巻10第15話 孔子為教盗跖行其家怖返語 第十五

今昔、震旦の□□1)代に、柳下恵と云ふ人有けり。世の賢き人として、人に重く用ゐられたり。

其の弟に、盗跖と云ふ人有り。一の山の懐を棲(すみか)として、諸の悪く武き人を多く招き集めて、我が具足として、他人の物をば、善悪を撰ばず我が物とす。遊び行く時には、此の悪く猛き者共を引き具せる事、既に二三千也。道を亡し、人を煩し、諸の吉からぬ事の限りを好て業とす。

而る間、兄の柳下恵、道を行く間に、孔子、会ひ給ぬ。孔子、柳下恵に語て云く、「汝ぢ、何れの所に行ぞ。自ら『面り申さむ』と思ふ事の有つるに、幸に会ひ給へり」と。柳下恵、「何事を宣はむと為るぞ」と。孔子の云く、「『面り申さむ』と思ふ事は、君が御弟の盗跖、諸の悪き事の限を好むで、諸の猛く悪き輩を招き集て伴として、多の人を歎かしめ、世を亡す。何ぞ、君、兄として、教給はざるぞ」と。柳下恵、答て云く、「盗跖は弟也と云へども、我が教へに随ふべき者に非ず。然れば、年来、歎き乍ら教へざる也」と。

孔子の云く、「君、教へずば、我れ、彼の盗跖が所に行て教むと思ふ。何(いか)に」と。柳下恵、答て云く、「君、更に盗跖が所に行て、教へ給ふべからず。君、妙なる御言を尽して教へ給ふと云へども、更に靡くべき者に非ず。還て、悪き事出来なむとす。努々、其の事有るべからず」と。孔子の云く、「悪しと云ふとも、盗跖、人の身を受けたる者なれば、自然ら善き事を云はむに、趣く事も有りなむ。其れを兼て、『承引(うけひか)じ』と云て、君、兄として教へずして、知らぬ顔を作て、任せて見給ふは、極めて悪き事也。吉々し、見給へ。自ら行て、教へ直して、見せ進(まゐ)らむ」と言を吐て、去り給ぬ。

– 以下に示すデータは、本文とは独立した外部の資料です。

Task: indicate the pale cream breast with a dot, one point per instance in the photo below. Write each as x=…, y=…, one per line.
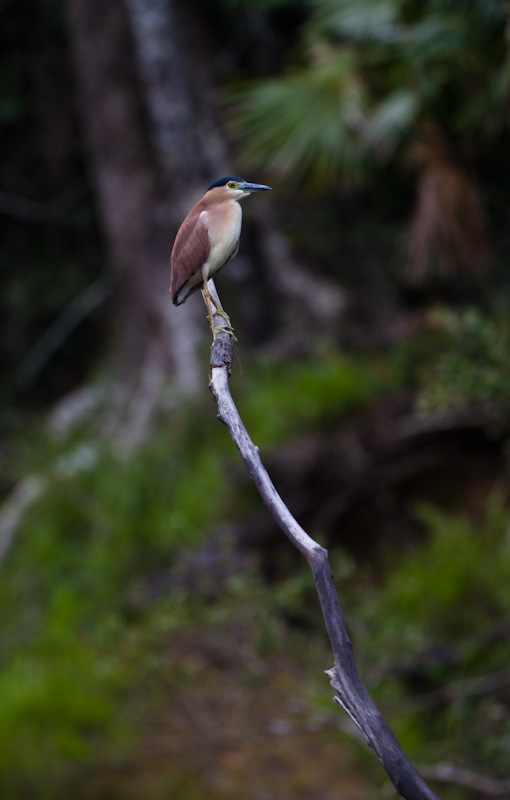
x=224, y=224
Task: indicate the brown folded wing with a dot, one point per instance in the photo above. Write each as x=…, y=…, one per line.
x=190, y=252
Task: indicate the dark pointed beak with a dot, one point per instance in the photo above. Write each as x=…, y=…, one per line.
x=255, y=187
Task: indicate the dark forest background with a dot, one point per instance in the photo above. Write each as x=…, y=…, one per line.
x=158, y=639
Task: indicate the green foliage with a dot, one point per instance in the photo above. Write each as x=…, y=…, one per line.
x=472, y=370
x=313, y=394
x=374, y=72
x=80, y=631
x=440, y=611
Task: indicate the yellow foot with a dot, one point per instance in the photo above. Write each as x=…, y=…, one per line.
x=215, y=329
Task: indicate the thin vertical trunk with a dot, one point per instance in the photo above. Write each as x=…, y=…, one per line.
x=142, y=103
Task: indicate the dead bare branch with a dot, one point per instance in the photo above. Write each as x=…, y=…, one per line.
x=353, y=696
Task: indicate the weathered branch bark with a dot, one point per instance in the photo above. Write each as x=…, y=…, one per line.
x=352, y=694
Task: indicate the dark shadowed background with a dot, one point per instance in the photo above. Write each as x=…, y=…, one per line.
x=158, y=638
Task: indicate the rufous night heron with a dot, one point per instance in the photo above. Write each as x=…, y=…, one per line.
x=206, y=240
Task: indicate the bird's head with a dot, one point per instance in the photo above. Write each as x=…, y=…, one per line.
x=233, y=188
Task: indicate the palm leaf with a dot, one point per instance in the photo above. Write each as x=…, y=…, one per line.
x=305, y=126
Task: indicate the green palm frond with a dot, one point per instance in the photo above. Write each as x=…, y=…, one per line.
x=305, y=126
x=389, y=123
x=358, y=20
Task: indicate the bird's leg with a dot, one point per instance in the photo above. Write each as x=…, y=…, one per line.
x=227, y=328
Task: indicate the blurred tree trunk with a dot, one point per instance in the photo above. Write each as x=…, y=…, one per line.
x=153, y=143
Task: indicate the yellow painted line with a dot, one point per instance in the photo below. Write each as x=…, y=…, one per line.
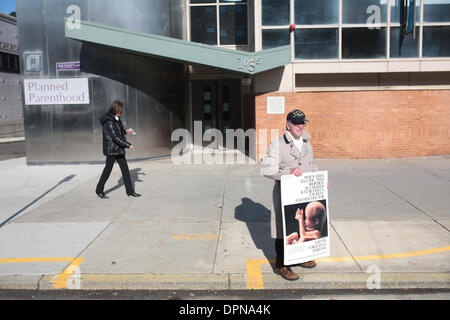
x=254, y=274
x=16, y=260
x=60, y=281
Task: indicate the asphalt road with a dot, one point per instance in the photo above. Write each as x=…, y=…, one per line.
x=12, y=150
x=229, y=295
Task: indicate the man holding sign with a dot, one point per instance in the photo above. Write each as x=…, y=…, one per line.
x=290, y=154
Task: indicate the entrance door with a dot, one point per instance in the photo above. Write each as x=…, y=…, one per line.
x=217, y=104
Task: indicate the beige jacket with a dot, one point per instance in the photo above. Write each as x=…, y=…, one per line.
x=282, y=156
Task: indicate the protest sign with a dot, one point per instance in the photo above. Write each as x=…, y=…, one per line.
x=304, y=202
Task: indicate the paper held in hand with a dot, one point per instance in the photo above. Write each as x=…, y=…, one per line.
x=304, y=202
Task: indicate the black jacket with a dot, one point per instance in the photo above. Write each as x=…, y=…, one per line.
x=114, y=141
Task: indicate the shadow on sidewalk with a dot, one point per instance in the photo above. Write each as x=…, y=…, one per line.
x=134, y=174
x=66, y=179
x=257, y=218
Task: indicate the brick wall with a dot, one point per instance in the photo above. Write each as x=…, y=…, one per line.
x=365, y=124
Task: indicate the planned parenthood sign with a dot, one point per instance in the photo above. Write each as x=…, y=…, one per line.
x=56, y=91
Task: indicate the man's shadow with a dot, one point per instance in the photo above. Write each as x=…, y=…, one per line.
x=134, y=175
x=257, y=218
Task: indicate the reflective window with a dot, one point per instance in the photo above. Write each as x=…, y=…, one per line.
x=204, y=24
x=364, y=11
x=396, y=12
x=275, y=38
x=436, y=41
x=436, y=11
x=404, y=46
x=275, y=12
x=316, y=12
x=202, y=1
x=363, y=43
x=317, y=43
x=233, y=24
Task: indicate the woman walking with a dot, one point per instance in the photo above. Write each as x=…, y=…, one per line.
x=114, y=144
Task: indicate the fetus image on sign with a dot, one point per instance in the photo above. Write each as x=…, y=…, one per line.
x=309, y=222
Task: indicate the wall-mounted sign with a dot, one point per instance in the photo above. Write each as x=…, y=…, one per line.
x=56, y=91
x=68, y=66
x=275, y=105
x=33, y=61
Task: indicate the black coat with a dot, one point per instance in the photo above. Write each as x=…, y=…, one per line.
x=114, y=141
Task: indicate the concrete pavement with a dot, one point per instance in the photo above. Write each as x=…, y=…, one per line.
x=208, y=227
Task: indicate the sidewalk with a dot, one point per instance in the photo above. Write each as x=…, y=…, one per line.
x=208, y=227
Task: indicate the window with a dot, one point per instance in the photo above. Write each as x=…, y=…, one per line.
x=404, y=46
x=309, y=12
x=204, y=24
x=395, y=11
x=272, y=38
x=358, y=29
x=436, y=41
x=233, y=24
x=363, y=43
x=359, y=11
x=317, y=43
x=436, y=11
x=219, y=22
x=275, y=12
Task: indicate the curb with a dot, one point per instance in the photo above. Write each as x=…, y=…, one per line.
x=307, y=281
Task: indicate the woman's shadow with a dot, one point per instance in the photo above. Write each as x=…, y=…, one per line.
x=257, y=218
x=134, y=175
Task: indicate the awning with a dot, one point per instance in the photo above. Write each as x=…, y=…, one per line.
x=180, y=50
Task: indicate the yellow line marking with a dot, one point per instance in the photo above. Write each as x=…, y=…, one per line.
x=60, y=281
x=254, y=274
x=16, y=260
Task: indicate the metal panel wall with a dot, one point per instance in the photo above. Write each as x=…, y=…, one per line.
x=154, y=91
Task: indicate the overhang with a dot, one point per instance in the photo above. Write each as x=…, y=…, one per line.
x=180, y=50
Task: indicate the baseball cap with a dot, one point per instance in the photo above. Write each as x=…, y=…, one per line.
x=296, y=117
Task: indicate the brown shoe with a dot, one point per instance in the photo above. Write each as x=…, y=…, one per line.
x=309, y=264
x=287, y=273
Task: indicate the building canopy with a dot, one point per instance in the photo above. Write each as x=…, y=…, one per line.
x=180, y=50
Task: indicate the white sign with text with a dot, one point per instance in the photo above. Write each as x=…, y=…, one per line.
x=56, y=91
x=304, y=202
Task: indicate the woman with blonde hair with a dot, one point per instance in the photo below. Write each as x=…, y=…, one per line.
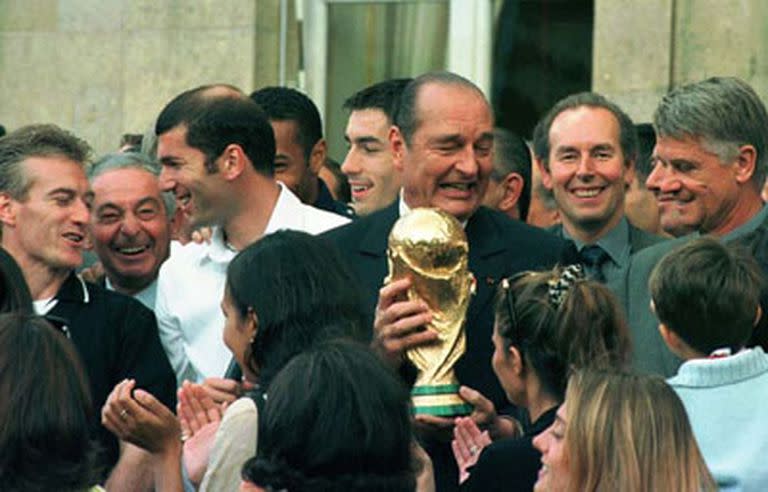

其の後、孔子、盗跖が所に御(おはし)ぬ。馬より下て、門に立て見れば、有る者、或は甲冑を着て弓箭を帯せり。或は刀釼を横たへ、兵仗を取れり。鹿・鳥等の諸の獣を殺す物の具を隙無く置き散せり。此の如く、諸の悪き事の限りを仕たり。

孔子、人を招て、云ひ入れさせ給ふ。「魯の孔丘と云ふ人参れり」と。使、還り来て云く、「音に聞き及ぶ人ななり。先づ此に来れらむ事、何に依てぞ来る。我れ聞く、『行て人を教ふる者なり』と。若し、教へむが為に来るか。然らば、来て教ふべし。我が心に叶はずば、肝膾(なます)に作りてむとす」と云ひ出たり。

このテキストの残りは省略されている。